The hotel complex combines historic Baroque, Neoclassical and Neo-Renaissance buildings with contemporary construction. Its redevelopment was designed by the Prague architectural studio Dům a Město, which won an architectural competition for the project in 1996. The completed project received a MIPIM Award in the Hotels and Tourism category in 2001.

== History ==
Plans for the hotel developed during the 1990s. The Prague architectural studio Dům a Město won a competition for the project in 1996. Design work began the following year, construction started in 1998, and the hotel opened on 9 February 2001.

The hotel was heavily affected by the 2002 European floods, which flooded its underground levels and forced the evacuation of all guests. The guestrooms and main public areas remained largely unaffected, but damage to technical and service facilities led to a lengthy closure. It reopened on 20 June 2003.

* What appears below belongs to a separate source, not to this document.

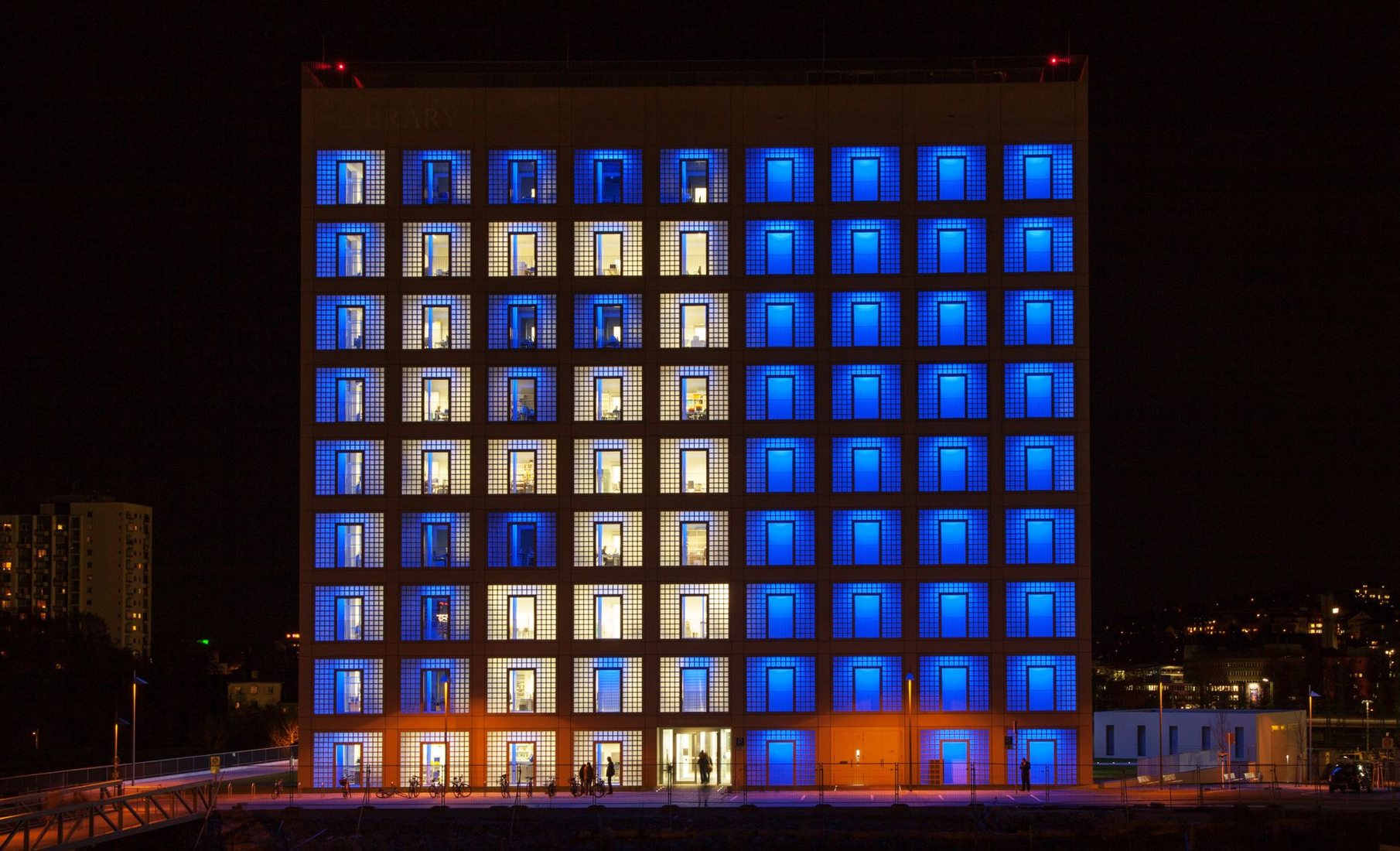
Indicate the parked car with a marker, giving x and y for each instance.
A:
(1350, 778)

Northwood Investors acquired the hotel in 2014 and owned it until 2025. In 2025, the property was acquired by a group led by PPF Real Estate, with Noble Hospitality taking a minority stake.

== Facilities and reception ==
The hotel has 138 rooms and 19 suites. Its main restaurant, CottoCrudo, serves Italian cuisine, while the AVA Spa is located in the hotel's Neoclassical building. The spa's interior was designed by French interior designer Pierre-Yves Rochon and draws on elements of the hotel's historic architecture.

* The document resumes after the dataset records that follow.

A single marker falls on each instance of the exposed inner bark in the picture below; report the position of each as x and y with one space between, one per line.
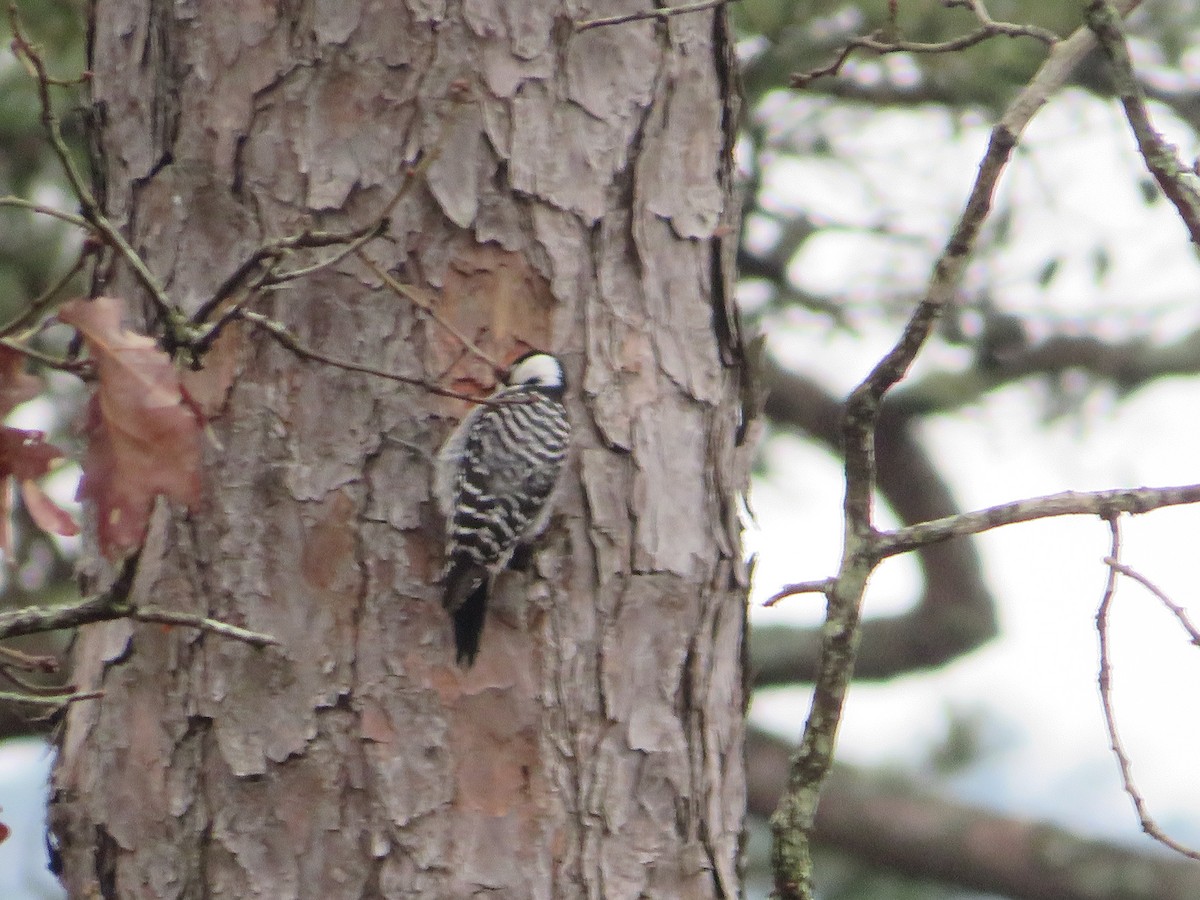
576 204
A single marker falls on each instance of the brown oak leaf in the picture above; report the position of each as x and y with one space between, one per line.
25 456
143 433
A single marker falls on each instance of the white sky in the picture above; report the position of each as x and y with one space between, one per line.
1033 689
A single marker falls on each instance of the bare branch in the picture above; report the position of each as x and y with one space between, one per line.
886 41
660 13
69 217
91 213
54 700
802 587
1176 180
414 297
1067 503
1105 683
793 820
113 604
202 623
289 340
1176 610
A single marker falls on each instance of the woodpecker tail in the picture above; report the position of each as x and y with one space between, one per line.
466 599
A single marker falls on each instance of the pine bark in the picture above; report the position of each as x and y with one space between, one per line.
580 203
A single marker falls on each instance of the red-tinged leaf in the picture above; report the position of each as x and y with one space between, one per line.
6 517
46 513
16 384
143 437
25 454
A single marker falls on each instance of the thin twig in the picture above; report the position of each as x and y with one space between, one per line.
29 661
1180 613
90 209
113 604
79 367
292 342
168 617
792 822
233 292
1161 157
1067 503
414 297
821 586
43 301
69 217
58 700
660 13
10 673
1104 679
883 42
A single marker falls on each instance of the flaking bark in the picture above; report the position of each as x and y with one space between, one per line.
579 204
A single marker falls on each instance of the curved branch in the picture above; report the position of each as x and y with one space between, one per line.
903 826
955 612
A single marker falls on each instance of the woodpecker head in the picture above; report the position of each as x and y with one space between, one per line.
538 370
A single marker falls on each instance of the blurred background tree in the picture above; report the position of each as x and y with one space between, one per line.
1074 336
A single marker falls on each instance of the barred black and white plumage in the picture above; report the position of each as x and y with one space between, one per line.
496 475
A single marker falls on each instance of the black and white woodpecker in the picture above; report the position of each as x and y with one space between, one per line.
496 477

In 2026, Forbes Travel Guide awarded the hotel its Five-Star rating for the seventh consecutive year. It remained the only hotel in the Czech Republic with the guide's highest rating, while AVA Spa received a Four-Star rating.

== Architecture ==
The hotel incorporates historic Baroque, Neoclassical and Neo-Renaissance buildings alongside contemporary additions. The older structures date from the 16th, 17th and 19th centuries and were restored as part of the development. Their varied architectural styles give the complex a layered appearance reflecting several periods of Prague's architectural history.

The project was designed by the Prague architectural studio Dům a Město, and involved architects Vítězslava Rothbauerová and Jiří Hůrka.

Architectural historians regarded the building as a successful contribution to the Old Town riverfront.